In 1986, in response to a severe staffing shortage at the NIH Clinical Center, an appropriations act (Public Law 99-349) enabled the NIH to begin using specific Title 38 pay authorities for Clinical Center nurses. In 1988 Public Law 100-607 provided the NIH with permanent access to Title 38 pay authorities for nurses and allied health employees throughout the NIH. The NIH authority to use Title 38 authorities is permanently encoded in Title 42, Chapter 6A, Subchapter III, Part B, Section 284c(b) and reads as follows:

  1. For fiscal year 1989 and subsequent fiscal years, amounts made available to the National Institutes of Health shall be available for payment of nurses and allied health professionals in accordance with payment authorities, scheduling options, benefits, and other authorities provided under chapter 73 (renumbered as Chapter 74) of title 38 for nurses of the Department of Veterans Affairs.

In 1990 Public law 101-366, known as the "VA Nurse Pay Act of 1990" revised some provisions of Title 38; among the most important of these changes was the removal of a previous cap on the rate of overtime. Also in 1990, the Federal Employees Pay Comparability Act (FEPCA) gave the Office of Personnel Management (OPM) the authority to extend selected provisions of Title 38 to Federal health care positions. Although NIH continued to have direct authority to use Title 38 pay provisions, FEPCA meant that other parts of HHS and the Federal government became involved in the interpretation and implementation of various Title 38 pay authorities. As a result, HHS and the Public Health Service (PHS) began to play a larger role in determining policy and approaches to the use of Title 38 authorities at the NIH. In 1995 PHS issued three instructions (Interim PHS Instruction 38-550-1, Title 38 Premium Pay dated 1/7/95, Interim PHS Instruction 38-530-1, Title 38 Special Salary Rates dated 1/5/95, and Interim PHS Instruction 38-100-1, Title 38 General Provisions dated 2/7/95) which established the regulations, policy, and procedures for the use of Title 38 throughout HHS. These instructions remain in effect, with only very slight policy modifications having been made since their issuance.

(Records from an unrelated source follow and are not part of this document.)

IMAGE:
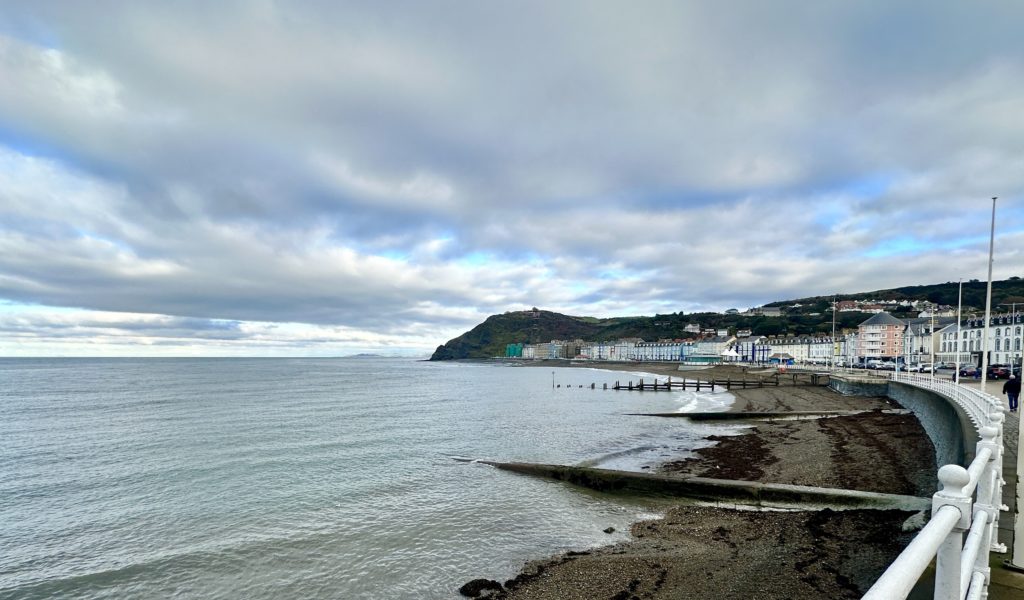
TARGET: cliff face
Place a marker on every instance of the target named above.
(489, 338)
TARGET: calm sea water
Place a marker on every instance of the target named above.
(305, 478)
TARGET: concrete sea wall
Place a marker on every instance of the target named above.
(947, 426)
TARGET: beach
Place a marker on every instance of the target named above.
(715, 552)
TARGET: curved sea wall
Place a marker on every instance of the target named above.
(947, 426)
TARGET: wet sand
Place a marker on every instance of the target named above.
(713, 552)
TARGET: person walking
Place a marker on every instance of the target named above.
(1013, 390)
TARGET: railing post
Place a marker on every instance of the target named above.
(981, 562)
(989, 488)
(947, 560)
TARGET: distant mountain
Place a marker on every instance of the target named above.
(802, 316)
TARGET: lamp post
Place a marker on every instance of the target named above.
(832, 365)
(956, 348)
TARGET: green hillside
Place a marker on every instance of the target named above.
(801, 316)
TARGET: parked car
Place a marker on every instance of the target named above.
(969, 371)
(998, 371)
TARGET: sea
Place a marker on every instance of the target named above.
(309, 478)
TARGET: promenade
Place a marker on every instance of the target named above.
(1006, 583)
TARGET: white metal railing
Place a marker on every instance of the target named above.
(968, 503)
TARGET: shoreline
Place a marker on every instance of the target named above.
(701, 551)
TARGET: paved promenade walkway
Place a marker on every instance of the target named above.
(1007, 584)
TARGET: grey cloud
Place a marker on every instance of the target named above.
(244, 161)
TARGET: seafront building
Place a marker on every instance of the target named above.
(881, 337)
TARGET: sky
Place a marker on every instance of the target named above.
(311, 178)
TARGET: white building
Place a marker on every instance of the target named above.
(1005, 340)
(752, 348)
(656, 351)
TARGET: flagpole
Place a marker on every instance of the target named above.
(988, 303)
(960, 307)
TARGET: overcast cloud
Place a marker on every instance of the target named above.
(261, 177)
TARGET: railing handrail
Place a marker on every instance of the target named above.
(969, 502)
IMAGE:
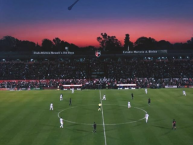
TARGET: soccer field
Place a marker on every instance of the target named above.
(25, 118)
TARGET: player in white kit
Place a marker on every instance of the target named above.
(51, 106)
(61, 122)
(72, 90)
(184, 93)
(129, 105)
(61, 97)
(146, 117)
(104, 97)
(146, 91)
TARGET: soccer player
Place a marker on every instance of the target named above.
(184, 93)
(129, 105)
(146, 91)
(61, 122)
(99, 107)
(72, 90)
(104, 97)
(146, 117)
(149, 101)
(70, 102)
(61, 97)
(51, 106)
(94, 127)
(174, 124)
(132, 96)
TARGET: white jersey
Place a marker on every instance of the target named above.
(146, 115)
(61, 120)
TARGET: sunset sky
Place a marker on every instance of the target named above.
(34, 20)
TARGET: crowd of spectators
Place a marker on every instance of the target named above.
(95, 72)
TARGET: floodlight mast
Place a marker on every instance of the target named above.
(70, 7)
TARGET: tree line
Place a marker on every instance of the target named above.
(107, 43)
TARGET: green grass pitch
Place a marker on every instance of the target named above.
(25, 118)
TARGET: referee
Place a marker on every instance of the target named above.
(94, 127)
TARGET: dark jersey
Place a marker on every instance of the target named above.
(94, 125)
(174, 123)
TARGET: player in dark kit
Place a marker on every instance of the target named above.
(149, 101)
(94, 127)
(70, 102)
(174, 124)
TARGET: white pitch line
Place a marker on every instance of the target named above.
(103, 118)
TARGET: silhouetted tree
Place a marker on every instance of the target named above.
(163, 45)
(108, 42)
(144, 43)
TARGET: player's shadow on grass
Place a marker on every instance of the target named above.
(162, 127)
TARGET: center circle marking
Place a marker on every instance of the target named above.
(102, 124)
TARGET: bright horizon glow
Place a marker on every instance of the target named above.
(84, 33)
(36, 20)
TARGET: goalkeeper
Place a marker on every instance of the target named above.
(99, 107)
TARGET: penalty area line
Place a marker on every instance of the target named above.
(103, 118)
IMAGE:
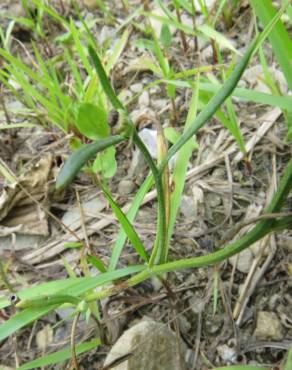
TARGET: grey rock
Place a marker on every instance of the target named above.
(188, 207)
(153, 345)
(268, 326)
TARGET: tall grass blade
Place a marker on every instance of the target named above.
(126, 224)
(59, 356)
(104, 80)
(131, 214)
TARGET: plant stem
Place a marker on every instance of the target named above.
(212, 106)
(159, 244)
(263, 228)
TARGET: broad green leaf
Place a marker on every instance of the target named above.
(59, 356)
(78, 159)
(131, 214)
(241, 367)
(283, 102)
(80, 286)
(92, 121)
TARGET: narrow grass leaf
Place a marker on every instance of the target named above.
(96, 262)
(181, 164)
(92, 121)
(126, 224)
(80, 286)
(62, 355)
(104, 80)
(78, 159)
(131, 214)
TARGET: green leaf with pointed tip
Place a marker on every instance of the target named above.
(126, 224)
(59, 356)
(79, 158)
(79, 287)
(104, 80)
(241, 367)
(92, 121)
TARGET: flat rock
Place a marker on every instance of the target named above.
(268, 326)
(153, 347)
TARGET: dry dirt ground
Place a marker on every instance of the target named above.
(221, 313)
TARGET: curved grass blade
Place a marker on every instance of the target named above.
(80, 286)
(104, 80)
(78, 159)
(59, 356)
(227, 89)
(126, 224)
(241, 367)
(131, 214)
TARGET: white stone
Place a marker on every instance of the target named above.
(268, 326)
(152, 345)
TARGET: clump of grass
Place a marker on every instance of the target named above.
(62, 110)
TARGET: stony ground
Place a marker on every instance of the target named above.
(236, 312)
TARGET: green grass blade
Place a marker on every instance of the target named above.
(227, 89)
(62, 355)
(181, 165)
(104, 80)
(80, 286)
(279, 37)
(78, 159)
(80, 49)
(213, 104)
(283, 102)
(117, 51)
(131, 214)
(96, 262)
(126, 224)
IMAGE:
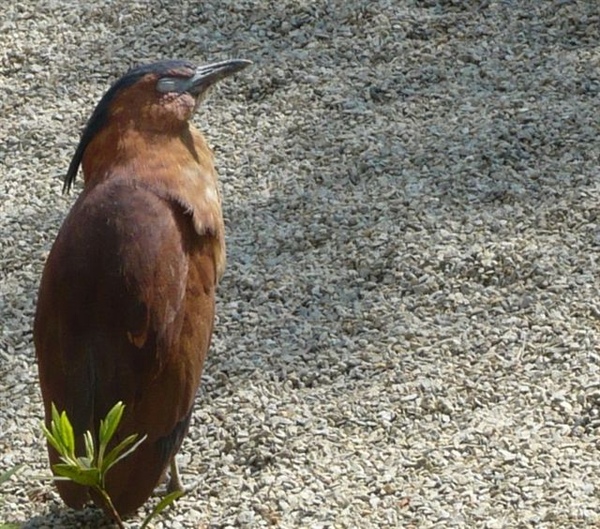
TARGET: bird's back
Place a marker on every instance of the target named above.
(125, 312)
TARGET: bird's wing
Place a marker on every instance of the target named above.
(116, 316)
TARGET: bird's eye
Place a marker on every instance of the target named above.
(167, 84)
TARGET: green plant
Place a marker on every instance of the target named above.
(5, 476)
(90, 470)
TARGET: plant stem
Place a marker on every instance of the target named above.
(109, 504)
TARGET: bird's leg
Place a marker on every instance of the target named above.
(174, 479)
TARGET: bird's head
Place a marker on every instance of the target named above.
(157, 97)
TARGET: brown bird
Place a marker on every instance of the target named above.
(127, 297)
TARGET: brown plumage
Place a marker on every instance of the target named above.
(127, 298)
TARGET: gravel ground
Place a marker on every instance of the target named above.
(408, 325)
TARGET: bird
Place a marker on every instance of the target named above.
(126, 302)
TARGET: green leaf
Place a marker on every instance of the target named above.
(66, 431)
(115, 455)
(161, 506)
(83, 476)
(5, 476)
(89, 446)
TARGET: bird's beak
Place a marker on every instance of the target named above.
(208, 75)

Implementation in the Clinical Center

When Title 38 pay authorities first became available for use by the NIH in 1986, they could be used only for payment of Clinical Center nurses. When the Title 38 authorities were extended to include allied health employees and nurses throughout the NIH in 1988, Clinical Center and NIH staff worked with HHS officials to determine which occupations would be covered and how and when the authorities would be implemented. A comprehensive occupational coverage list was developed including those allied health occupations which involved direct patient care or services incident to direct patient care; this consisted mainly of occupations in the 600 series, e.g., GS-642, Nuclear Medicine Technologists; GS-644, Medical Technologists, etc. (See the Title 38 Occupational Coverage Chart for a current listing of eligible occupations.) It was also decided that all General Schedule employees in eligible occupations would be covered; this included both permanent and temporary employees whether they were full-time, part-time, or intermittent.

Over the next months and years, specific Title 38 authorities were implemented for all eligible occupations and employees; these included extended night differentials, Sunday differentials, higher overtime rates, and holiday pay. Other authorities were implemented for individual occupations as needed to address particular recruitment and/or retention problems; these included special salary rates, on-call pay, and Saturday differential.